As someone grieving I had never thought of this, but you are so right. Why let the pain compound in silence. I guide my husband and children all the time in how I want them to treat me and others, why not guide them in this too. i'm going to try, thank you so much sharing and the comfort your blog brings me.

Kristine said...

Wow 31 years is a long time. It's been 18 months since my mom passed. I have had to educate my husband a lot about the grief process sometimes quoting directly from books as he actually thought I should be over my mom's death bumy now. I completely agree with your advice. Thank you for sharing and hugs to you.

Jan said...

Wish I had read this 8 years ago when my husband died suddenly. It was as if a plague wiped out most of 'our' friends and the few that stayed didn't want to remember. I was too afraid to ask for help and never thought to help them help me...

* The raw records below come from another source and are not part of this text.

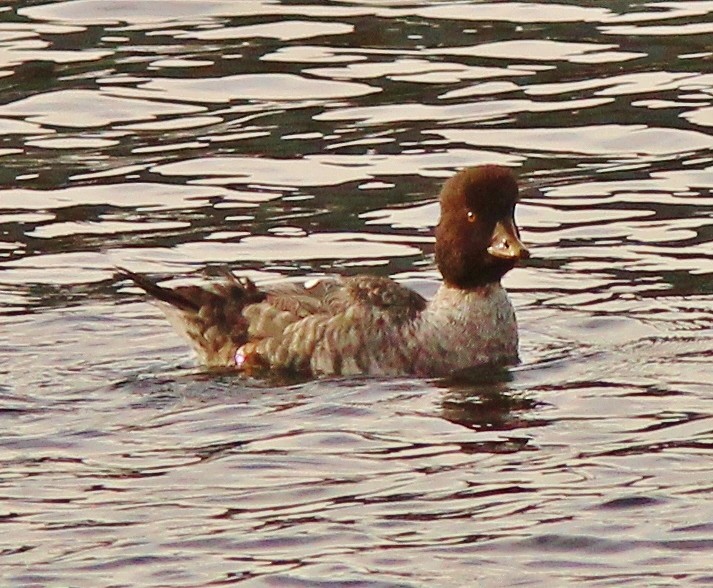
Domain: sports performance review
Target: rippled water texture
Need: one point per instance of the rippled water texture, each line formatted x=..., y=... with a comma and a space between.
x=294, y=139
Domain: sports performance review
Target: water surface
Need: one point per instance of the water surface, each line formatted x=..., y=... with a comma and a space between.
x=292, y=140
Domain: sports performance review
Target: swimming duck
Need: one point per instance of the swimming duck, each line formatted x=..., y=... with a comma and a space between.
x=369, y=324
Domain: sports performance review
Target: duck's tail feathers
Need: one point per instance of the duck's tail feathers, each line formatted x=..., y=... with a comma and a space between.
x=167, y=295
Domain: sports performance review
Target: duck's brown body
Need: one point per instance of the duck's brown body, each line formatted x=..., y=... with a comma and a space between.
x=368, y=324
x=359, y=325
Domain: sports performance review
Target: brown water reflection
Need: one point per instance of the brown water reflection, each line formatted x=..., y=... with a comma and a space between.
x=293, y=140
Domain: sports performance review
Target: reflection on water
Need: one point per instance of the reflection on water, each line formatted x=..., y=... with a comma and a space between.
x=293, y=140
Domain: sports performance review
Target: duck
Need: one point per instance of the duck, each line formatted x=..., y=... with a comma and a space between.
x=366, y=324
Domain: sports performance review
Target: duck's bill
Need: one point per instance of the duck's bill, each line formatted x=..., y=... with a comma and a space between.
x=505, y=242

Thank you and God bless you.

Anonymous said...

Anna, I love your attitude. Too many women expect other women to play guessing games. Sometimes I guess right and other times I guess wrong, but I try hard to approach every situation with thoughtfulness and compassion, but I can't help but feel it is somewhere between frustrating and abusive that I am expected to play these mind games with people. I don't know if I have undiagnosed Asperger's or what but what seems to come so naturally to other people is so stressful for me and I hate it when people leave me to try to figure out what they need. (The basics and obvious things I have covered.) It is so much more kind, more loving, and healthier to tell people what you need rather than sit around pouting when they miss the mark. Thank goodness for people like you. Sending hugs and prayers. I am sorry your mom died so young and I'm glad you help your family help you on hard days. Praying for you as always.